After graduating from the prestigious School of the Boston Museum of Fine Arts in 1927, Jones embarked on a career as a textile designer. Though she felt some satisfaction as a young artist to have her designs sold across the country, they carried no signature--and, as she says, "I wanted my name to go down in history."
Finding her way as a painter came neither quickly nor easily. Initially turned down for a teaching position at the School of the Boston Museum of Fine Arts and at Howard University, Jones heeded educator Charlotte Hawkins Brown's call for African Americans to use their talents to educate youth in the South and accepted her offer to teach at the newly developed Palmer Memorial Institute, one of the nation's first preparatory schools for African Americans, in Sedalia, N.C. There, Jones established the art curriculum and served as the art department's chairperson for two years. (She also taught dancing, coached a basketball team and played the piano for Sunday morning worship services.)
With that experience under her belt, Jones joined the Howard University faculty as an instructor of design and watercolor in 1930. She, art historian and artist James A. Porter, and artist James L. Wells, under the eye of department head James V. Herring, constituted the art department and forged a curriculum unique among historically black colleges and universities. Jones remained at Howard until her retirement in 1977.
In her 47 years there, she instructed more than 2,500 students--young, old, amateur, professional, and of many racial and ethnic backgrounds. Those who went on to distinguish themselves as designers, graphic artists, educators, painters and sculptors include Elizabeth Catlett, David Driskell, Lou Stovall, Sylvia Snowden and Malkia Roberts.

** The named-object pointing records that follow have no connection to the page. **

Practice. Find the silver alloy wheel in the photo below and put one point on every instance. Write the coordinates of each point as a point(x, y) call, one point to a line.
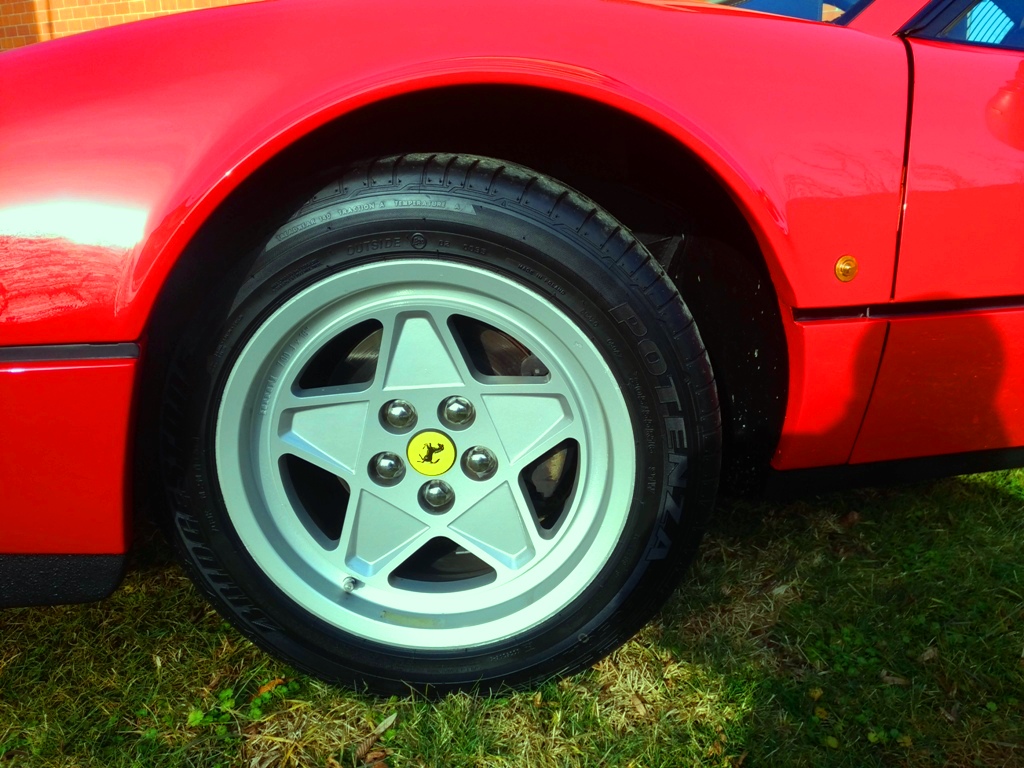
point(532, 571)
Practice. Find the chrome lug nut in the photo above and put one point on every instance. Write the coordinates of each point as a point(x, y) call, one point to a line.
point(387, 467)
point(399, 414)
point(437, 496)
point(458, 412)
point(479, 462)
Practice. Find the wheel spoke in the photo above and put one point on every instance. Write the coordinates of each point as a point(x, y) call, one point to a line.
point(418, 351)
point(378, 536)
point(496, 529)
point(528, 424)
point(325, 429)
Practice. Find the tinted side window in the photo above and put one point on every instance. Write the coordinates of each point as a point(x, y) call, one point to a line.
point(995, 23)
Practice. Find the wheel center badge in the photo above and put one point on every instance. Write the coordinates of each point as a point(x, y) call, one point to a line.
point(431, 453)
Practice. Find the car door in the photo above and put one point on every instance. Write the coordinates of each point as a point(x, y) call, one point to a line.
point(952, 373)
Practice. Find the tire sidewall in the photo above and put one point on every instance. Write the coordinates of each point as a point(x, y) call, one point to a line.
point(564, 267)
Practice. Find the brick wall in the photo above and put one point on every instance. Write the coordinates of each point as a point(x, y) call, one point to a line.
point(24, 22)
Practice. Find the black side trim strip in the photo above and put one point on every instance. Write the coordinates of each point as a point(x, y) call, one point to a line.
point(56, 580)
point(906, 166)
point(51, 352)
point(799, 482)
point(910, 308)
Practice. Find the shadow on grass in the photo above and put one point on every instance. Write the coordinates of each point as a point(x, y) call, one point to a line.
point(868, 628)
point(877, 627)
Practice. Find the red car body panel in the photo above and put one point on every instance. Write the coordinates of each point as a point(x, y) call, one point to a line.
point(159, 122)
point(966, 166)
point(117, 145)
point(940, 404)
point(65, 484)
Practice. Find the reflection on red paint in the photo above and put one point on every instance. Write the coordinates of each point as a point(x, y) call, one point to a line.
point(69, 475)
point(49, 283)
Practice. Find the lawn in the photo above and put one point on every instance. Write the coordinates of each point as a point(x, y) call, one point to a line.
point(882, 627)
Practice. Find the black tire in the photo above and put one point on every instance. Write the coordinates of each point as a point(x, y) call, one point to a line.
point(462, 260)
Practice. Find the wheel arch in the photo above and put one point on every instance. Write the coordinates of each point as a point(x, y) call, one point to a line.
point(686, 202)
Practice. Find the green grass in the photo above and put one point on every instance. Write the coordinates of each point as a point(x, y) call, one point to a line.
point(872, 628)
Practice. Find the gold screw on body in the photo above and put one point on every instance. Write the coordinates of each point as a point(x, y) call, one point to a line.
point(846, 268)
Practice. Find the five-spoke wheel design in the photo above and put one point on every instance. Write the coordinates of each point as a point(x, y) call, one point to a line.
point(437, 437)
point(453, 427)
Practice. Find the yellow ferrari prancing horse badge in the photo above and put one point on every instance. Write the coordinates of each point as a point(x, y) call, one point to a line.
point(431, 453)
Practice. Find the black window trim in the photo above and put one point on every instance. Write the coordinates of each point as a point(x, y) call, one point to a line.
point(937, 16)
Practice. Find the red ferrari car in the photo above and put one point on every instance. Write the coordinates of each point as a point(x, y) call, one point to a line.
point(431, 330)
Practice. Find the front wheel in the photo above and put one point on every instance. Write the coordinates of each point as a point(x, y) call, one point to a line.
point(455, 428)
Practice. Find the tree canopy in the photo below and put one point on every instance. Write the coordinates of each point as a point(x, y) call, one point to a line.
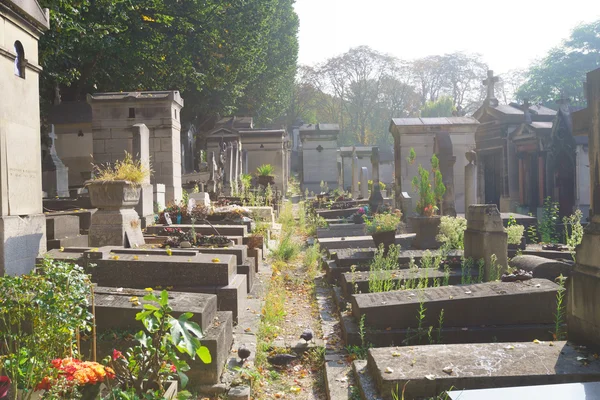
point(223, 56)
point(562, 72)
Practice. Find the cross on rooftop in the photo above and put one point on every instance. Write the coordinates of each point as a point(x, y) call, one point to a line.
point(489, 82)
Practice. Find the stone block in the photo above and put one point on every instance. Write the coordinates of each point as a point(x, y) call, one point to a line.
point(485, 237)
point(201, 198)
point(541, 267)
point(61, 226)
point(491, 303)
point(114, 310)
point(225, 230)
point(120, 227)
point(150, 268)
point(73, 241)
point(419, 369)
point(22, 240)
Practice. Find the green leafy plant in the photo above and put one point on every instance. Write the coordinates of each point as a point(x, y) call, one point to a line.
point(147, 366)
point(514, 231)
point(573, 231)
point(547, 227)
point(430, 193)
point(127, 169)
point(383, 222)
point(452, 232)
point(380, 276)
point(265, 170)
point(40, 316)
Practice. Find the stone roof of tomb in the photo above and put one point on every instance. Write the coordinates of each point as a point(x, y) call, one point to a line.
point(70, 112)
point(31, 11)
point(434, 121)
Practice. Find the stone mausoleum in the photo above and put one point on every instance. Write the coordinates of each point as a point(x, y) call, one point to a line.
point(22, 223)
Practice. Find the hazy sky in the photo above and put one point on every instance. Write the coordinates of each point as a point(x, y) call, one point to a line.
point(508, 34)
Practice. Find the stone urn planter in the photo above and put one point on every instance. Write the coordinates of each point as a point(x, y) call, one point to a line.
point(426, 229)
point(264, 180)
point(387, 238)
point(115, 223)
point(521, 246)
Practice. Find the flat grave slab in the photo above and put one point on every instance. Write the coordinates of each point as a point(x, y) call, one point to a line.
point(420, 369)
point(579, 390)
point(358, 281)
point(224, 230)
point(491, 303)
point(361, 242)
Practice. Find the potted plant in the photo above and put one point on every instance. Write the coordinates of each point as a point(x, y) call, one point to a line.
point(426, 224)
point(358, 216)
point(383, 228)
point(265, 175)
point(117, 185)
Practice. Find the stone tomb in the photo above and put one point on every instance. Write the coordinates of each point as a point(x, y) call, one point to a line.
point(114, 311)
point(183, 270)
point(419, 370)
point(472, 313)
point(318, 156)
point(358, 281)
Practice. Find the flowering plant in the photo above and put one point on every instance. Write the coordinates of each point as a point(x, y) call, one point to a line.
point(76, 373)
point(387, 222)
point(147, 366)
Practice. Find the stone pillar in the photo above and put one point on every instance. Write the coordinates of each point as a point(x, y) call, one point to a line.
point(376, 199)
point(141, 151)
point(444, 152)
point(159, 196)
point(341, 174)
point(583, 304)
point(55, 175)
point(355, 172)
point(470, 179)
point(212, 168)
point(513, 174)
point(485, 237)
point(364, 183)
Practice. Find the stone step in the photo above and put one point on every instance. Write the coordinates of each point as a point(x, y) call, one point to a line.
point(61, 226)
point(491, 303)
point(114, 310)
point(224, 230)
point(419, 370)
point(361, 242)
point(358, 281)
point(75, 241)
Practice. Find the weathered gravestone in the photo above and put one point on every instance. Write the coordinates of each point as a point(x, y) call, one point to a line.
point(471, 313)
point(427, 371)
point(116, 312)
point(485, 239)
point(364, 183)
point(55, 175)
point(583, 310)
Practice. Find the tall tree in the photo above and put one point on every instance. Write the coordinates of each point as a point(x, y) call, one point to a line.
point(562, 71)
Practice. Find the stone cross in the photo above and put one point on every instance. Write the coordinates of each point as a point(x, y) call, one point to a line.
point(376, 199)
point(489, 83)
point(355, 191)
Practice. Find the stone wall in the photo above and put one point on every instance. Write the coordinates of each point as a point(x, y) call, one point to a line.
point(114, 114)
point(22, 224)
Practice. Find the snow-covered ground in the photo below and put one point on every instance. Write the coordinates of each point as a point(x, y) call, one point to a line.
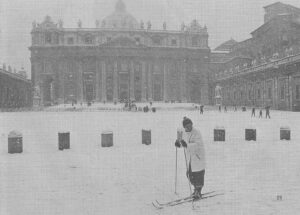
point(126, 178)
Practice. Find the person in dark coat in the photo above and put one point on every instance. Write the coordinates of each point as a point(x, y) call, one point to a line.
point(260, 113)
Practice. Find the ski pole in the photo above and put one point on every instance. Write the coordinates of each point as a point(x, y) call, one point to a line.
point(176, 173)
point(187, 170)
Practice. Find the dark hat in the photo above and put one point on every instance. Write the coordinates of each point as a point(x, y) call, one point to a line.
point(186, 121)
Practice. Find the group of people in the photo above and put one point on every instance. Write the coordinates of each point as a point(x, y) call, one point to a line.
point(193, 146)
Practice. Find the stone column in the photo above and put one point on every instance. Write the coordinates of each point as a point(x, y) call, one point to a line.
point(275, 97)
point(103, 85)
point(80, 81)
point(166, 97)
point(132, 96)
point(98, 79)
point(150, 84)
point(144, 83)
point(290, 92)
point(115, 77)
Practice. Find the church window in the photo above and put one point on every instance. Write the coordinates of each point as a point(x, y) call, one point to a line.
point(88, 40)
point(137, 40)
point(156, 41)
point(70, 40)
point(174, 42)
point(282, 92)
point(194, 41)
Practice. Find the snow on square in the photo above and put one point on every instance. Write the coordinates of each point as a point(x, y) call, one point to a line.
point(256, 177)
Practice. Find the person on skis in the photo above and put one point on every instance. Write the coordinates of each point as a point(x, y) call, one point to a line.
point(195, 156)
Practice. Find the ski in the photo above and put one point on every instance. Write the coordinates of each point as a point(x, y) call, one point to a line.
point(181, 199)
point(185, 201)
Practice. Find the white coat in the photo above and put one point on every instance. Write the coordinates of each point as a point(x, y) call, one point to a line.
point(195, 152)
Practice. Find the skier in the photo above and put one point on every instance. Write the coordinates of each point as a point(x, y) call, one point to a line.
point(253, 112)
point(260, 113)
point(268, 112)
point(195, 155)
point(201, 109)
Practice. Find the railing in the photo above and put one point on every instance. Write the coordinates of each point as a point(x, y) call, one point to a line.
point(262, 67)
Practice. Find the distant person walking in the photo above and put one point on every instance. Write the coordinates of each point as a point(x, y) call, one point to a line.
point(253, 112)
point(268, 112)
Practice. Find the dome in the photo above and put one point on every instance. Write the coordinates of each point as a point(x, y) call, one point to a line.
point(120, 18)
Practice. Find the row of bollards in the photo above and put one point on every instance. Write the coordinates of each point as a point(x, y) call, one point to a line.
point(15, 140)
point(250, 134)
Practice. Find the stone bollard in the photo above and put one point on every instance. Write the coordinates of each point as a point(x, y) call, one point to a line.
point(146, 137)
point(15, 142)
point(219, 134)
point(63, 140)
point(179, 134)
point(107, 139)
point(285, 133)
point(250, 134)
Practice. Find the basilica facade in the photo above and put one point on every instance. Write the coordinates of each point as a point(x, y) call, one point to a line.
point(120, 59)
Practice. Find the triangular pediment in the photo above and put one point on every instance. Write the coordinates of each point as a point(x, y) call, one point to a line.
point(123, 42)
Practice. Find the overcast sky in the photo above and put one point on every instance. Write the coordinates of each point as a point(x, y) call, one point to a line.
point(225, 19)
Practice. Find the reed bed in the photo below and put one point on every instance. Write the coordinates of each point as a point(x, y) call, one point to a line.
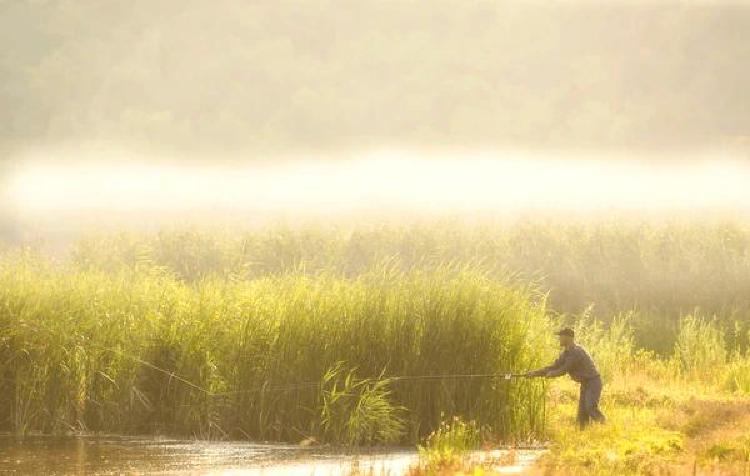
point(657, 271)
point(277, 357)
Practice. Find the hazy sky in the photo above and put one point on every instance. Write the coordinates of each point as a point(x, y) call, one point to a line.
point(262, 78)
point(120, 112)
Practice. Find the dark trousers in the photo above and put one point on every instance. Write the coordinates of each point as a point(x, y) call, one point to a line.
point(588, 402)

Teaching, however, never interfered with Jones' own creative development. In the course of her career, two distinct styles evolved in her paintings, each one yielding a discernible passion for composition, structure, design and color. First, it was her early foray into impressionism and postimpressionism that defined her choice of presentation for over two decades, from 1937 to 1959. On the advice of sculptor Meta Warrick Fuller and composer Harry T. Burleigh, both of whom had achieved success in France, Jones pursued professional recognition in Paris while on sabbatical.
Still lifes, landscapes, street scenes and portraits created from her first visit to Paris, in 1937, owed more to the French artists of previous generations--Paul Cezanne, Maurice Utrillo--than to any of the new and innovative painters and techniques in vogue during the '30s. While studying at the Academie Julian, Jones embraced the styles of her two instructors, Pierre Montezin and Joseph Berges, as well as the words of encouragement offered by the father of French symbolist painting, Emile Bernard.
Fascinated by still-life compositions, Jones became intimate with a timeless subject. In "Les Pommes Vertes," 1938, there is an order and an austere simplicity that give green apples a new context. Executed with a palette knife, the heavy impasto stylization displays Jones' acute sense of control with a difficult tool. "Thus far her painting has been in the tradition, but not in imitation of Cezanne," James Porter noted of Jones' years abroad. "Miss Jones wishes to confirm [him] but at the same time to add an original note of her own. ... Sensuous color delicately adjusted to the mood indicates the artistic perceptiveness of this young woman."